To estimate the “real-world” effectiveness of commonly used aids to smoking cessation in England by using longitudinal data.
Published: October 2014
Link to publication: http://www.mayoclinicproceedings.org/article/S0025-6196(14)00629-6/fulltext
Daniel Kotz, PhD
Jamie Brown, PhD
Robert West, PhD
Patients and Methods
We conducted a prospective cohort study in 1560 adult smokers who participated in an English national household survey in the period from November 2006 to March 2012, responded to a 6-month follow-up survey, and made at least 1 quit attempt between the 2 measurements. The quitting method was classified as follows: (1) prescription medication (nicotine replacement therapy [NRT], bupropion, or varenicline) in combination with specialist behavioral support delivered by a National Health Service Stop Smoking Service; (2) prescription medication with brief advice; (3) NRT bought over the counter; (4) none of these. The primary outcome measure was self-reported abstinence up to the time of the 6-month follow-up survey, adjusted for key potential confounders including cigarette dependence.

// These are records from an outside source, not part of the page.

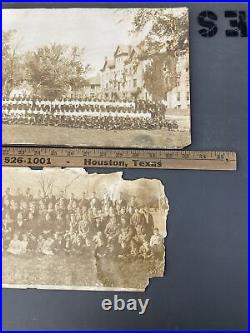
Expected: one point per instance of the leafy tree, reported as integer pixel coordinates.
(166, 37)
(12, 69)
(53, 70)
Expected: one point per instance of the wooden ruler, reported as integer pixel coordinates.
(32, 156)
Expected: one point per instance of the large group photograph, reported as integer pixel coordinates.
(67, 229)
(96, 77)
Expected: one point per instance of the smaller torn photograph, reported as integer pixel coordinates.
(67, 229)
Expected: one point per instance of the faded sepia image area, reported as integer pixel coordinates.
(67, 229)
(96, 77)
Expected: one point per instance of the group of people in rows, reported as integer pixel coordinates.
(54, 224)
(86, 113)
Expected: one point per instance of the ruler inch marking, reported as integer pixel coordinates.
(32, 156)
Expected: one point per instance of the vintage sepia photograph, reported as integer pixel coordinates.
(67, 229)
(96, 77)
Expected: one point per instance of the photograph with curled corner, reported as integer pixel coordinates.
(96, 77)
(67, 229)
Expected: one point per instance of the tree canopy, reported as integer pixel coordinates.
(12, 71)
(54, 70)
(165, 39)
(51, 71)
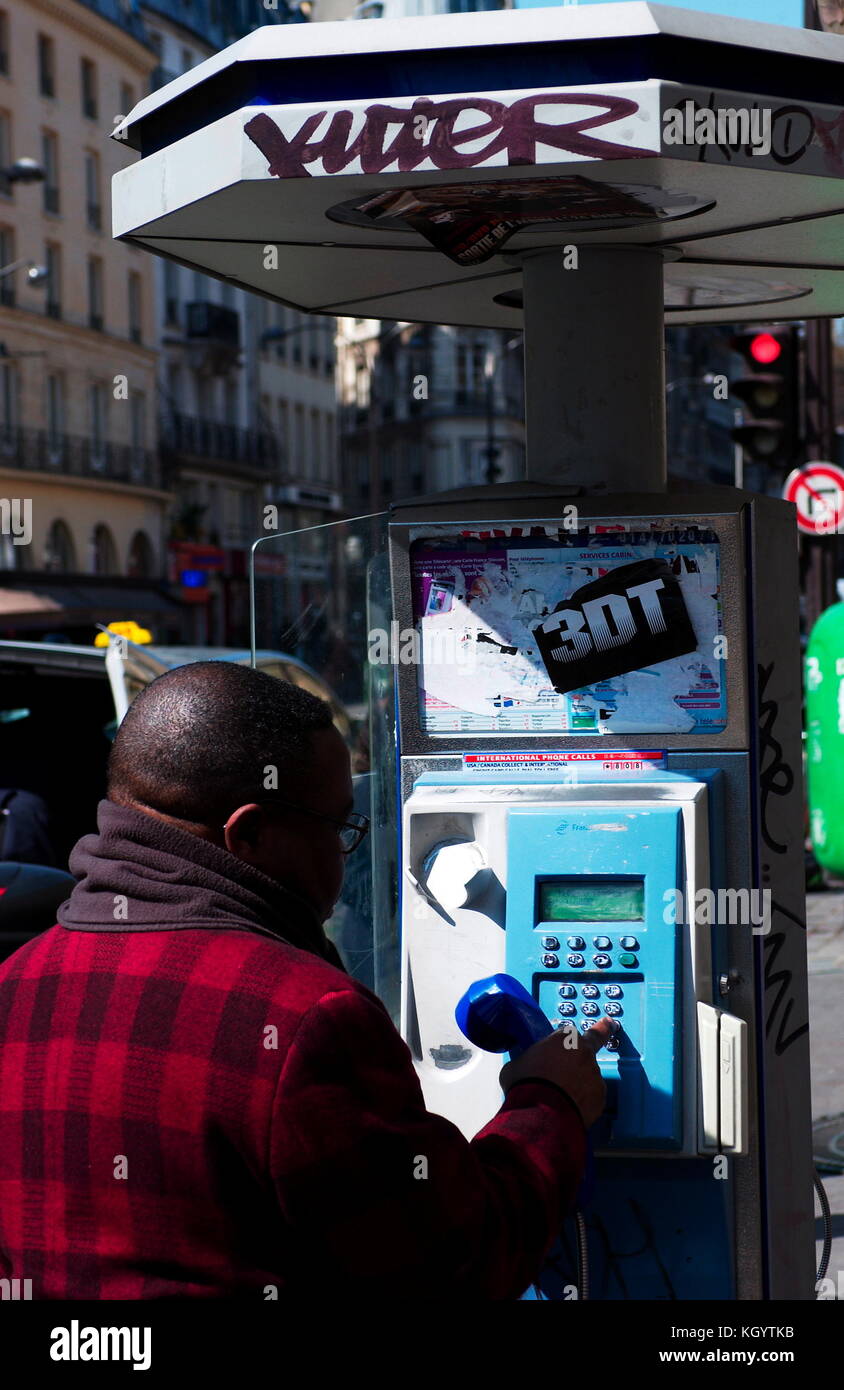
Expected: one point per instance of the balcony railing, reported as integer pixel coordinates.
(77, 456)
(191, 437)
(206, 321)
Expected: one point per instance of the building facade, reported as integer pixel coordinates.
(221, 451)
(77, 338)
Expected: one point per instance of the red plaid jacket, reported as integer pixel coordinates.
(191, 1105)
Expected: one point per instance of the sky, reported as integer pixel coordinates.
(773, 11)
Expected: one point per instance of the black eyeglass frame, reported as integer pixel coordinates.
(359, 824)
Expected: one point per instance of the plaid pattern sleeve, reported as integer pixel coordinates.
(384, 1196)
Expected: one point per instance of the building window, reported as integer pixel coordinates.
(89, 88)
(135, 312)
(96, 424)
(103, 558)
(177, 388)
(284, 434)
(61, 553)
(142, 560)
(46, 66)
(298, 439)
(171, 292)
(92, 191)
(6, 184)
(316, 445)
(95, 293)
(7, 255)
(330, 471)
(9, 403)
(50, 163)
(53, 282)
(54, 419)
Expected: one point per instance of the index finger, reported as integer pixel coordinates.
(601, 1032)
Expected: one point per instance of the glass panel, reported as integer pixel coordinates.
(320, 588)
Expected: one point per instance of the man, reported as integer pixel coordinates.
(196, 1100)
(830, 15)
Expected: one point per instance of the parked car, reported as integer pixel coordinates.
(60, 706)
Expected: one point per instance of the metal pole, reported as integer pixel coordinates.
(594, 367)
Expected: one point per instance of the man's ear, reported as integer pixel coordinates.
(242, 830)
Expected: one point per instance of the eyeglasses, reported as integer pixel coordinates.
(351, 831)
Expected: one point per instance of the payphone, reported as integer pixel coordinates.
(597, 759)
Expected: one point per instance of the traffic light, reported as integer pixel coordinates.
(769, 431)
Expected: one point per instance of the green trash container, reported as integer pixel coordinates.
(825, 738)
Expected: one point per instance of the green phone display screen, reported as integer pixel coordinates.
(591, 900)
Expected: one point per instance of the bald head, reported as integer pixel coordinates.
(198, 741)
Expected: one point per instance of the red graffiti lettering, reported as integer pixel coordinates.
(512, 128)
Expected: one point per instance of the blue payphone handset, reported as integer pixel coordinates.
(580, 740)
(584, 891)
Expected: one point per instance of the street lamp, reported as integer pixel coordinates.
(35, 274)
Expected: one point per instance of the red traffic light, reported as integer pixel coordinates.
(765, 349)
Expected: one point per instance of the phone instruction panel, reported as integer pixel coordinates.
(595, 631)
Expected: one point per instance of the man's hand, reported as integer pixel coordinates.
(566, 1058)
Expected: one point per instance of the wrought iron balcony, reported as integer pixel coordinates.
(189, 438)
(213, 323)
(77, 456)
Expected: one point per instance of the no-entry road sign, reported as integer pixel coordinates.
(818, 494)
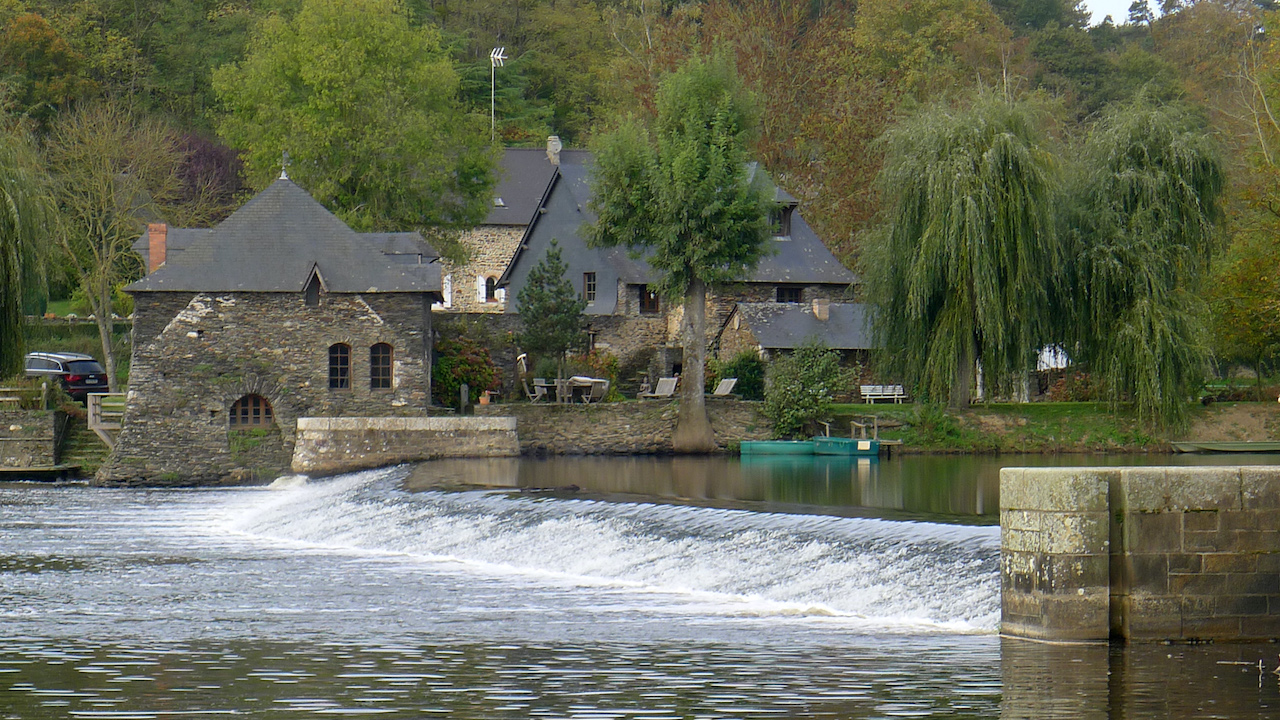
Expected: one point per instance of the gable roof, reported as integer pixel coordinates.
(275, 240)
(799, 259)
(524, 174)
(786, 326)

Compared with smokers using none of the cessation aids, the adjusted odds of remaining abstinent up to the time of the 6-month follow-up survey were 2.58 (95% CI, 1.48-4.52) times higher in users of prescription medication in combination with specialist behavioral support and 1.55 (95% CI, 1.11-2.16) times higher in users of prescription medication with brief advice. The use of NRT bought over the counter was associated with a lower odds of abstinence (odds ratio, 0.68; 95% CI, 0.49-0.94).
Prescription medication offered with specialist behavioral support and that offered with minimal behavioral support are successful methods of stopping cigarette smoking in England.